I. Allgemeiner Überblick

In der vergangenen Woche erschienen in den von MENA systematisch ausgewerteten österreichischen Tageszeitungen insgesamt 203 Beiträge mit Nahost- bzw. Nordafrika-Bezügen:

Wochenbericht, 18.11. bis 24.11.2013

Folgende Länder standen im Mittelpunkt der medialen Berichterstattung:

Wochenbericht, 18.11. bis 24.11.2013

In den 76 relevanten Beiträgen der wichtigsten Radio- und Fernsehnachrichtensendungen des ORF würde am häufigsten über folgende Länder berichtet:

Wochenbericht, 18.11. bis 24.11.2013
 

II. Türkei: Niedergang eines „Erfolgsmodells“

In den letzten zehn Jahren wurde die Türkei unter der Regierung der islamistischen AKP und ihres Premiers Recep Tayyip Erdogan von vielen westlichen Beobachtern als „Erfolgsmodell“ gesehen, das beweisen würde, dass ein modernes demokratisches System sich durchaus mit einem „gemäßigten“ Islamismus vereinbaren ließe.
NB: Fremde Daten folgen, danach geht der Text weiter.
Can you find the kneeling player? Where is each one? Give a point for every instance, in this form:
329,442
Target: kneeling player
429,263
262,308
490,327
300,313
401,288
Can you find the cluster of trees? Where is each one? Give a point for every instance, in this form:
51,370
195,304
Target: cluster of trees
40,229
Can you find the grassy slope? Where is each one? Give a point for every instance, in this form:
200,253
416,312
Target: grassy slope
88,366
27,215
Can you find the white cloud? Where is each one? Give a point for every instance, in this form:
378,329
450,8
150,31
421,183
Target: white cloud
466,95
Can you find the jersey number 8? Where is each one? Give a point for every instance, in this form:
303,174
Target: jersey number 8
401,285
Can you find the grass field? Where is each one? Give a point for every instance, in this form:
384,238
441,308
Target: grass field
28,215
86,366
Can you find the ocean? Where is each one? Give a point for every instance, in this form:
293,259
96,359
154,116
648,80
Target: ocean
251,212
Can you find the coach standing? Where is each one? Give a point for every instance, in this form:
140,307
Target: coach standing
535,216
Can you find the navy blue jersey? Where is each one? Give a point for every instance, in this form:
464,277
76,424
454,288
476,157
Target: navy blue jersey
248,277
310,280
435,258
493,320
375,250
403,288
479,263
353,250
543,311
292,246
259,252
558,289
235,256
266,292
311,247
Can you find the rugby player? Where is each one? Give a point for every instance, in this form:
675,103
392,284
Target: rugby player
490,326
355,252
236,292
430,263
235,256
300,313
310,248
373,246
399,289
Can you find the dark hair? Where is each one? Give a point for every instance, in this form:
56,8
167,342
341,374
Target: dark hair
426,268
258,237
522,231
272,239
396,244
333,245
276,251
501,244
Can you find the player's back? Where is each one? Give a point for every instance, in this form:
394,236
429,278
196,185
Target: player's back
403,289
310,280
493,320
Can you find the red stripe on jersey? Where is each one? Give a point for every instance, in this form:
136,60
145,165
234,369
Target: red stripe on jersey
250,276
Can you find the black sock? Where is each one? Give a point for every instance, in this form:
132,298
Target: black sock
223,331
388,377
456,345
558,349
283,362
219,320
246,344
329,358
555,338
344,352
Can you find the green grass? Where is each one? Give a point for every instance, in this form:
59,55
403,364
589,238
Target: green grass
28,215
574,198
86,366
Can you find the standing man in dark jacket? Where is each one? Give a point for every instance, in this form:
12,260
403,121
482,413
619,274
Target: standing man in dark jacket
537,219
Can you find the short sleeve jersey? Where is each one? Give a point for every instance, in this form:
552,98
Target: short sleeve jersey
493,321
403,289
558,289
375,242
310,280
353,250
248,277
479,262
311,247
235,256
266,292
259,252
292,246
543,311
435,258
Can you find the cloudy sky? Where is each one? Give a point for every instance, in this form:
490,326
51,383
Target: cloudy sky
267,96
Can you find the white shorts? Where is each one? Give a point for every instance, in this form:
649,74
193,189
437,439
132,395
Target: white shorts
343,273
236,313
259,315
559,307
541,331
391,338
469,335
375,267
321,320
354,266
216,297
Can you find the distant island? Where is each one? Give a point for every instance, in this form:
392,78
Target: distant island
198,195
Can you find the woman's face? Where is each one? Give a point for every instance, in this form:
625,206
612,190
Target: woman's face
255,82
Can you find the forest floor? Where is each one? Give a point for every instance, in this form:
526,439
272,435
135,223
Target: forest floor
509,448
Gerade nach dem Beginn der Umwälzungen in mehreren arabischen Ländern Ende 2010/Anfang 2011 wurde sie geradezu als Vorbild für eine arabische Welt porträtiert, die auf dem besten Wege sei, in einem Demokratisierungsprozess die Jahrzehnte herrschenden Diktaturen zu überwinden. Bei Georg Hoffmann-Ostenhoff vom profil las sich das vor rund eineinhalb Jahren noch so: „Das politische Modell Türkei strahlt …, gerade auch seit dem arabischen Frühling, auf die ganze nahöstliche Region aus: als Inspiration für eine Zukunft, in der islamische Identität mit Demokratie und Säkularismus verbunden werden kann.“ (profil 13/2012)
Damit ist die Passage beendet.